Aktuelles

Agribusiness first: Bald Gentechnik ohne Kennzeichnung und Risikoprüfung auf unseren Tellern?

Veröffentlicht am

Ganz im Sinne der Agrarindustrie sollen viele gentechnisch veränderte Lebensmittel in der EU künftig weder gekennzeichnet noch risikogeprüft werden. Das geht aus einem durch das Portal arc2020.eu geleakten Gesetzentwurf der EU-Kommission hervor, der die Verantwortung der Agrarkonzerne für massive Umweltschäden ignoriert, die weitere Destabilisierung der lebensnotwendigen Ökosysteme billigt und Europas Verbraucher:innen entmündigt. Voraussichtlich am 5. Juli will die EU-Kommission den Verordnungsvorschlag offiziell veröffentlichen.

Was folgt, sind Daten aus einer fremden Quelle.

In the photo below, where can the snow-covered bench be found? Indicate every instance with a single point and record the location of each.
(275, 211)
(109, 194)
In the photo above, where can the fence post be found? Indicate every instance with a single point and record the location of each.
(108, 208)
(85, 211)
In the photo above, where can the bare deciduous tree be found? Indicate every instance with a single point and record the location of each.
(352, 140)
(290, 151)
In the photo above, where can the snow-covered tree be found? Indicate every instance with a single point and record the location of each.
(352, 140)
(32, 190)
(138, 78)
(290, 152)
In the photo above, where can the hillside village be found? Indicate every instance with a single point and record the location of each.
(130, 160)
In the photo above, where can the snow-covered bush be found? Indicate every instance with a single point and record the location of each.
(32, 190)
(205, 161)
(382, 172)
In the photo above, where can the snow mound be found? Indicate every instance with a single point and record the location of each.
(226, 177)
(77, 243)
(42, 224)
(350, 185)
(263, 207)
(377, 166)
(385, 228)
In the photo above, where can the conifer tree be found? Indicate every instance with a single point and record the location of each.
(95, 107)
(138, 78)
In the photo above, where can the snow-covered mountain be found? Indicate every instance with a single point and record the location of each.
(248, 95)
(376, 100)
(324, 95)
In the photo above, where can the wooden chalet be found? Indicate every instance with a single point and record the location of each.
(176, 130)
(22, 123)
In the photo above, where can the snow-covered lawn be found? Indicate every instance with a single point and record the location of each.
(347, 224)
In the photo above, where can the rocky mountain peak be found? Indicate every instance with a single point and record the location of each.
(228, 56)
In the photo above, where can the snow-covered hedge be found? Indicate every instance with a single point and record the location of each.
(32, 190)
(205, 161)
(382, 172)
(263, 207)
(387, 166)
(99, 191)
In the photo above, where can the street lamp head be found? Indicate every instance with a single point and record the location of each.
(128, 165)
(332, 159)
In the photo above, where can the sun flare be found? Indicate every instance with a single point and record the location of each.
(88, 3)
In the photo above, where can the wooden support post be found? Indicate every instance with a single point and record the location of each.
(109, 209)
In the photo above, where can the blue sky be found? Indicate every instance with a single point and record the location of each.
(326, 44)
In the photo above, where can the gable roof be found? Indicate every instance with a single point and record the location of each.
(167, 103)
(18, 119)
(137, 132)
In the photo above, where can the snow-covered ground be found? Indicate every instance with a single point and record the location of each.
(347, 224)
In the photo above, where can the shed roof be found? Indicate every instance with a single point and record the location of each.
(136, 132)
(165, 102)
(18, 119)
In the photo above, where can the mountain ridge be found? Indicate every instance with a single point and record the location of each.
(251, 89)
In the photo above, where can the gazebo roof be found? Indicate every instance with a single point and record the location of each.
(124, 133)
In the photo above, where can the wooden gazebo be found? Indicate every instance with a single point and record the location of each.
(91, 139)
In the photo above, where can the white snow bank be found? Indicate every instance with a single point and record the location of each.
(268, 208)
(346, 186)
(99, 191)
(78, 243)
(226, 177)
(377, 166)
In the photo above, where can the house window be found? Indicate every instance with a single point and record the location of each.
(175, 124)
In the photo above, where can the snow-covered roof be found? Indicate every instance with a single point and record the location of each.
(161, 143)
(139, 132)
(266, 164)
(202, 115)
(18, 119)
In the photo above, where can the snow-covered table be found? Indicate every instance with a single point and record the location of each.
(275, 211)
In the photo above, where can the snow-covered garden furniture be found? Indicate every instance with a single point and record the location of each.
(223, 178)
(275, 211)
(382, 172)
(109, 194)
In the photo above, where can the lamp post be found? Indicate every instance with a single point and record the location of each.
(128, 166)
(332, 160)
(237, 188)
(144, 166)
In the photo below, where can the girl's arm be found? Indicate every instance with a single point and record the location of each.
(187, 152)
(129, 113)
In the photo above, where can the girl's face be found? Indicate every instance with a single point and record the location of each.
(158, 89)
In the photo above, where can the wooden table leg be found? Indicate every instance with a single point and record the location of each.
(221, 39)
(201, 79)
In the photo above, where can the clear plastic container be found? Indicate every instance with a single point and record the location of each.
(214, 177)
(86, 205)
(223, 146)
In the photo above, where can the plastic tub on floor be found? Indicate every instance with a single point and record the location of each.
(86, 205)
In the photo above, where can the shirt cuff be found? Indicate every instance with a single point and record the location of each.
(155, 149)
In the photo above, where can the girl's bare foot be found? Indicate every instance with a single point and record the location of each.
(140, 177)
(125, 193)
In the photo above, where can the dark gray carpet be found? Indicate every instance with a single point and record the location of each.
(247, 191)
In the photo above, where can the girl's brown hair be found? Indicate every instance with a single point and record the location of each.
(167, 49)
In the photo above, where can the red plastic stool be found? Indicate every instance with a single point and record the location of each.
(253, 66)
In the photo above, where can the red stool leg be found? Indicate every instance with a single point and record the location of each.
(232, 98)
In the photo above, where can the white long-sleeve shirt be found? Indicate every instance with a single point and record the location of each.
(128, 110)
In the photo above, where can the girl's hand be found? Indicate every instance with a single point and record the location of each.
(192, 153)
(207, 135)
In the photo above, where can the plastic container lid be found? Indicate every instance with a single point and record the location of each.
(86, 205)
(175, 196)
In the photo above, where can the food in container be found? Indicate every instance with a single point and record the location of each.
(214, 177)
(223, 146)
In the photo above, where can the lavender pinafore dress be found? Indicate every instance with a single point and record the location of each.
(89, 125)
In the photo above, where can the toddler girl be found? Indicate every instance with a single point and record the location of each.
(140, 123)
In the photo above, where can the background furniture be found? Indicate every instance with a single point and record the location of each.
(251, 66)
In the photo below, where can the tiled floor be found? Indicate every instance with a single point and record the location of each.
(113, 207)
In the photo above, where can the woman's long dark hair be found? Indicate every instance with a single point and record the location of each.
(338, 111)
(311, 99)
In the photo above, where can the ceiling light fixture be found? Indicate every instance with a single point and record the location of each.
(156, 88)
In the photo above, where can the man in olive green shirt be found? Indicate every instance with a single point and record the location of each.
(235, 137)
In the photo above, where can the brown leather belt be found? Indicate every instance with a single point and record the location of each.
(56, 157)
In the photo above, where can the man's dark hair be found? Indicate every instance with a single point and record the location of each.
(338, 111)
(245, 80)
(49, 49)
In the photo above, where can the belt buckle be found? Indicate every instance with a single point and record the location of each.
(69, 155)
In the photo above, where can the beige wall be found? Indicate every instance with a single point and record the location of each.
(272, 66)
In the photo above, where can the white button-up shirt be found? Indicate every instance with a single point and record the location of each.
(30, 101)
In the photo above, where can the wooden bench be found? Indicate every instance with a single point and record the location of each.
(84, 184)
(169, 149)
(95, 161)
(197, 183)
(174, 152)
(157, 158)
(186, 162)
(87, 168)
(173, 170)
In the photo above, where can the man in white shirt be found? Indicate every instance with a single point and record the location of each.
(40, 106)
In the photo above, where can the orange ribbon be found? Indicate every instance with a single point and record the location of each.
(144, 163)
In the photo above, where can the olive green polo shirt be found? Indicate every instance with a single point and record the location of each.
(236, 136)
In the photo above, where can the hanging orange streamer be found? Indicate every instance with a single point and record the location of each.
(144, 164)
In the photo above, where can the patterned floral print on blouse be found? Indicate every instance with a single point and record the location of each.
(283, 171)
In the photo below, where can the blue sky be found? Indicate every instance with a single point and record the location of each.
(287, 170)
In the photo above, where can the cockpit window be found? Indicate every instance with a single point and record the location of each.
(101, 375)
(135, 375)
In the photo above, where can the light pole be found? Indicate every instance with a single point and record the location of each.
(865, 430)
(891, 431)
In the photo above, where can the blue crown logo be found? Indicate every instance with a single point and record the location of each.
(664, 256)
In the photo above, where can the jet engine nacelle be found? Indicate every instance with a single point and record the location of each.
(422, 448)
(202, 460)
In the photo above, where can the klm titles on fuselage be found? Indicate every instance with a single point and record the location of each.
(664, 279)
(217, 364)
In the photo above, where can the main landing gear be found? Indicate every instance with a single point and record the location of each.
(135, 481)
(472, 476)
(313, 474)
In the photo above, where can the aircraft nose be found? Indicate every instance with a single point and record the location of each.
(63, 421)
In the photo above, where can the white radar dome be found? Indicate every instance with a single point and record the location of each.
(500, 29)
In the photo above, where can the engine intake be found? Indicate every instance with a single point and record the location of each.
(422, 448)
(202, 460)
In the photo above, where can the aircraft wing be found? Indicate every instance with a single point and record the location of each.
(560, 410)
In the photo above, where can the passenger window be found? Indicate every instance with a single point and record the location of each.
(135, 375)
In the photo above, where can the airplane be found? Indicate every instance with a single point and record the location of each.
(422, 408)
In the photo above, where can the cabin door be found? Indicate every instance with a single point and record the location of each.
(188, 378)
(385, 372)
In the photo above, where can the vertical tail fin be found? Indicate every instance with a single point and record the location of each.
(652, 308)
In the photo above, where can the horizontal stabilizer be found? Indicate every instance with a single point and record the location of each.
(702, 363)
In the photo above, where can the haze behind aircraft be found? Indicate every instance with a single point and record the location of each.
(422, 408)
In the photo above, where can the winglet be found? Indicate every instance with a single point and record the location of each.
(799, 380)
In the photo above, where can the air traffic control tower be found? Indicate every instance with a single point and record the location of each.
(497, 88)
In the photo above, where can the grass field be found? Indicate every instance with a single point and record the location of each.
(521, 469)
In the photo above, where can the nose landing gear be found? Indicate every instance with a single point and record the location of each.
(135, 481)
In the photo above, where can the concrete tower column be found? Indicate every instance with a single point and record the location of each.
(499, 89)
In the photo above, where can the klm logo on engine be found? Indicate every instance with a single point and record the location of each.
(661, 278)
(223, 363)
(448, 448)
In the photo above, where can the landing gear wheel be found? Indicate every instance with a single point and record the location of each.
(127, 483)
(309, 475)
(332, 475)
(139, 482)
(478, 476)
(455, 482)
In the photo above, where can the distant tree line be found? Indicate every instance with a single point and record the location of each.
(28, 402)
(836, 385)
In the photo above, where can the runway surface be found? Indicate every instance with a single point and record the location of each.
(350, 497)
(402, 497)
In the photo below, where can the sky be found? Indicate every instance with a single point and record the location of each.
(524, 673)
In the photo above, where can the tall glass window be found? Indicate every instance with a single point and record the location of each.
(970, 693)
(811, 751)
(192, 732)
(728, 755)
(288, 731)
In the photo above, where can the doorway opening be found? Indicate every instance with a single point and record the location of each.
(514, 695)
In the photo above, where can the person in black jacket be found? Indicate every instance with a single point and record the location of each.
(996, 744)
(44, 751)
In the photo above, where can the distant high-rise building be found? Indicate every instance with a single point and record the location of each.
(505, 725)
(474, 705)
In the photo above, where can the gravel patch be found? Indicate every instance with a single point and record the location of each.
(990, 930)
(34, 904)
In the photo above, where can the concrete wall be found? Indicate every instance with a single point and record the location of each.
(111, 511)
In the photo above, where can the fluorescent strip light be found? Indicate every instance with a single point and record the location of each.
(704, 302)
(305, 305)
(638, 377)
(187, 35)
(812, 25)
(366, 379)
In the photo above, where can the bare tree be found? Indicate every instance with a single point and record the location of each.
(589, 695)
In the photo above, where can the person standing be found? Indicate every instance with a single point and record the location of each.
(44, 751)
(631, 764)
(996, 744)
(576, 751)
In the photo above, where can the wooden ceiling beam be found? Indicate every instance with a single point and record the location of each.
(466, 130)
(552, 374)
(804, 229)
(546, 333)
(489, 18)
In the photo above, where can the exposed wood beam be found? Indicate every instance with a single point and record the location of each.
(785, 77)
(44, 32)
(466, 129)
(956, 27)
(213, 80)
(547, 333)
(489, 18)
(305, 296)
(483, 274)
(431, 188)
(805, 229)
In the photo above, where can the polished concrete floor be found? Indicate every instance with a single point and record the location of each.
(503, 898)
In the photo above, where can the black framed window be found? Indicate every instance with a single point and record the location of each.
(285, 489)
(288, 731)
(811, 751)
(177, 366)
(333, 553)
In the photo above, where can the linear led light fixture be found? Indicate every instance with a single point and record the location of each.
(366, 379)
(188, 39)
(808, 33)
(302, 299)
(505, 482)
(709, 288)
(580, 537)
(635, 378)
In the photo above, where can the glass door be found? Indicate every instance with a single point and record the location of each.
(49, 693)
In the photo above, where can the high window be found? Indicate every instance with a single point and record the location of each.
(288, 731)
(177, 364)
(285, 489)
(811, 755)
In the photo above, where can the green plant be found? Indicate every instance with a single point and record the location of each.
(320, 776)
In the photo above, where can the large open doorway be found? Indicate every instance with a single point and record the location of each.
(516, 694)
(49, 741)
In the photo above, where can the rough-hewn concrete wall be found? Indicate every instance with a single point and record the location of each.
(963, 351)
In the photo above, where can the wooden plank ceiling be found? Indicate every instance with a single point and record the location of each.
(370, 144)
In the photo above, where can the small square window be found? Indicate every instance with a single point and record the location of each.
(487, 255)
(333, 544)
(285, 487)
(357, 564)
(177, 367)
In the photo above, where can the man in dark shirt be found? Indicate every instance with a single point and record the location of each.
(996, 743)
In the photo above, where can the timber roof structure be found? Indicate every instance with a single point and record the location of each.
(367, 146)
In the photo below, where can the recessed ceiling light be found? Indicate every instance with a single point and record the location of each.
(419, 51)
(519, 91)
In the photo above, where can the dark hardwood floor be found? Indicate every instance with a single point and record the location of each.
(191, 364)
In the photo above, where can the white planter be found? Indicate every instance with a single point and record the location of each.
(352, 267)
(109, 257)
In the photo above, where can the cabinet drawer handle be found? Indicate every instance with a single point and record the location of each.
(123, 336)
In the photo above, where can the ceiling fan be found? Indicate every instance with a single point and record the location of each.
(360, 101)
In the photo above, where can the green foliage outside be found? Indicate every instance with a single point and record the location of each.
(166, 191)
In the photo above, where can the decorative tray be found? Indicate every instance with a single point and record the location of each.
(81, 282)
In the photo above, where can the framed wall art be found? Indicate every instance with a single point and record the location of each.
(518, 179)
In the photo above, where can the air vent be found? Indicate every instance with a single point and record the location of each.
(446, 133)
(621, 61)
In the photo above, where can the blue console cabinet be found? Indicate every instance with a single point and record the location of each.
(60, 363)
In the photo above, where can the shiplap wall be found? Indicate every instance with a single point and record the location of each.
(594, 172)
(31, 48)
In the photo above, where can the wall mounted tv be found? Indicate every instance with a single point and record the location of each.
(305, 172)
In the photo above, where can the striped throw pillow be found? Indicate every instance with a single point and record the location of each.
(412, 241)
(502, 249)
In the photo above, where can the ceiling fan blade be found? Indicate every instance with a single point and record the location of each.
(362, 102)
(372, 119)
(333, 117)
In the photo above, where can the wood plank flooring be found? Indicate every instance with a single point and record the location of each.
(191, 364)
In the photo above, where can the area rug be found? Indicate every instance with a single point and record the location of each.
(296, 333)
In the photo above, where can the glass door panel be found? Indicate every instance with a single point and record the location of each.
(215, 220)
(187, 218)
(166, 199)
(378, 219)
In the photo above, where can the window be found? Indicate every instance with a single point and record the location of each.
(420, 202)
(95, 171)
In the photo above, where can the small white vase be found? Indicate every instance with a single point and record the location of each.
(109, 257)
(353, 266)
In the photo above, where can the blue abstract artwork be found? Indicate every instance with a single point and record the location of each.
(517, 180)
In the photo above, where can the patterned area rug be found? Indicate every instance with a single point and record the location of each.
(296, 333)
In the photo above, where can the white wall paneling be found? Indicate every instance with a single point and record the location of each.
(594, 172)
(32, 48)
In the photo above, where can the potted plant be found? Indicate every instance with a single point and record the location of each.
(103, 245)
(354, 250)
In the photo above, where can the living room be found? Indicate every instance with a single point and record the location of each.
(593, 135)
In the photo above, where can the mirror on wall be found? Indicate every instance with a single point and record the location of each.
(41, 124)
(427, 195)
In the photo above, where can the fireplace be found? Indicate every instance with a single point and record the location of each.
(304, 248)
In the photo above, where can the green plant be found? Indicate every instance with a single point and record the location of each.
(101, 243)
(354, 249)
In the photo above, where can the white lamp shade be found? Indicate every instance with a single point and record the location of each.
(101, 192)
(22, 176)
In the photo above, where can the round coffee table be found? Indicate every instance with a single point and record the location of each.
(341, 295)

Ein am 15. Juni geleakter Verordnungsentwurf der EU-Kommission zum künftigen Umgang mit neuen molekulargenetischen Werkzeugen bei der Züchtung und Ausbringung von Pflanzen könnte schon bald Gentechnik auf die Teller von Bürger:innen in ganz Europa bringen – und das sogar ohne ausreichende Risikoprüfung. Denn der Entwurf der EU-Kommission sieht vor, die geltenden Vorschriften für Risikoprüfung und Kennzeichnung von Agrogentechnik in weiten Teilen auszusetzen. Kritik daran kommt von vielen Umwelt- und Verbraucherschutzorganisationen. Auch aus Sicht der Aurelia Stiftung dürfte durch das Vorhaben der EU-Kommission der Schutz von Umwelt und Biodiversität vor den negativen Auswirkungen der in der EU vorherrschenden Intensivlandwirtschaft weiter erschwert werden.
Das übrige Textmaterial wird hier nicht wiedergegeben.